How Akka.Cluster.Sharding Allocates Shards, Rebalances, and More
In our previous post about using Akka.Cluster.Sharding we looked at the module from an end-user’s perspective. Today we’ll provide a little more insights into how this plugin works internally.
Cluster sharding depends on several types of actors:
- Coordinator - one per entity type for an entire cluster.
- Shard region - one per entity type per each cluster node, where sharding should be enabled.
- Shard - there can be many on each shard region, and they can move between shard regions located on different nodes.
- Entity - actors defined by the end-user. There can be many on each shard, but they are always bound to a specific shard.
All of them can be visualized using diagram below:
If you look at actor paths of the entities you’ve created you’ll see that they reflect the structure of that hierarchy. They follow the pattern
/user/sharding/<typeName>/<shardId>/<entityId>. Given that, it’s easy to infer that
/user/sharding/<typeName> is path to a shard region while subsequent path segments are responsible for shard actor and entity actor.

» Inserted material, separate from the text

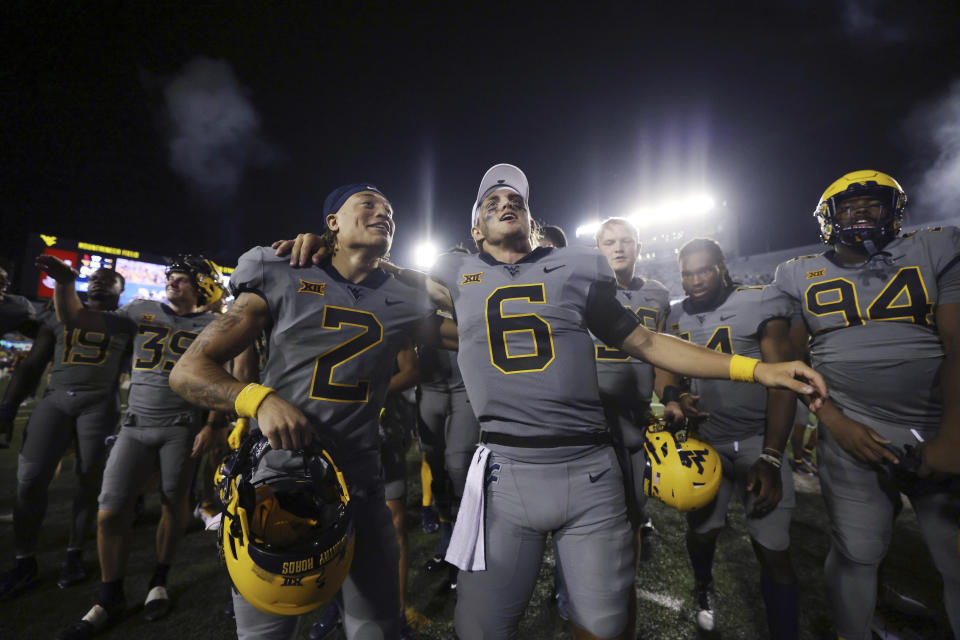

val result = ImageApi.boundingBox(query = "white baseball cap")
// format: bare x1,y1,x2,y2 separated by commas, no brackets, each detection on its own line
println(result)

When a shard region is used to send a message to an entity inside a shard living on a different node for a first time, it must resolve location of that shard first. A cluster-global register of every shard is tracked by the coordinator actor. Coordinators are singletons, which means, that there will never be more than one instance of it living inside the same cluster and it is usually placed on the oldest/seed node. It’s a heuristic driven choice as oldest nodes usually have tendency to be a long-living ones in situations when we add or remove additional machines to scale cluster capacity to match incoming traffic.
Once a shard region receives an address location of the shard it will cache it (until a shard has to rebalance to another node.) All subsequent messages send to that shard will happen without need of calling coordinator anymore, which avoids turning the coordinator into a bottleneck.
Rebalancing is a process in which entities migrate from one node to another in order to more evenly distribute entities across the cluster. However migration process is expensive and making it one by one for every affected entity is expensive. For this reason, entities always live in shards and when we migrate them we always migrate the whole shard.
Shards also provide “islands” of locality that can be used to optimize message communication and reduce network usage.
Rebalancing can occur when node agreed to exchange shards with each other and one node is much more heavily loaded with shards than another. It can be triggered within a given time interval (which can be set using
akka.cluster.sharding.rebalance-interval), but most often you’ll see it happen once a new node joins the cluster.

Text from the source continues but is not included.